Dont you know, to most of these people in this thread, the ONLY way Samsung hasn't copied 1:1, is if they came up with a screen that's a different shape and never made a rectangular phone...

OH wait, you mean they did? They went 16:9 before Apple? They went curved glass? they put capacitive buttons? they have smaller bezels/borders? they were plastic most of their generations, and now are all glass?

these don't sound like apple's devices do they?

I'm not saying that Samsung didn't copy ideas. they absolutely did. And so did Apple. And so did Moto, and so did .... on and on. every single company in tech has borrowed from eachother ideas for designs and implementations since the bloody 60's.

Technology is absolutely an industry, especially smartphones that have "Stood on the shoulders of giants". Anyone who believes that each of these companies have invented what they have or innovated what they have, in complete isolation, or in vacuum is a deluded fan boy.

Even, as revolutionary as the first iPhone was to the smart phone world (And it truly was), What they did wasn't in isolation, and wasn't outside of where people were already looking at steering the market. We were already moving to larger, touch screen devices. PDA's were already the craze. Blackberries were already selling millions, and the two segments were merging faster than ever. What Apple did, was use it's marketing muscle, as well as creative capabilities, to figure out how to do that better than anyone else at the time, using mostly existing technologies, that they did innovate by making work all-together for the first time.

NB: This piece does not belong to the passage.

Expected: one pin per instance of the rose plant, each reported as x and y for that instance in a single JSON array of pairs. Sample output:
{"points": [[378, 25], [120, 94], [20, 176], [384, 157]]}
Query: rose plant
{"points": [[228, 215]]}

SO these constant lawsuits... only have one victim. Not Apple. not samsung.

US! the consumer. Look at the breakdown (I believe Kdarling posted) about what Apple believes the individual breakdown costs are for each device sold. And then think about it. If Apple is also in licensing deals similar with other companies, and everyone has licensing deals with everyone else. How much of the cost of the device we are buying is licensing and going to other companies? and how much are our devices inflated in price just to pay for constant legal issues and these licensing deals, especially for things that are painfully obvious.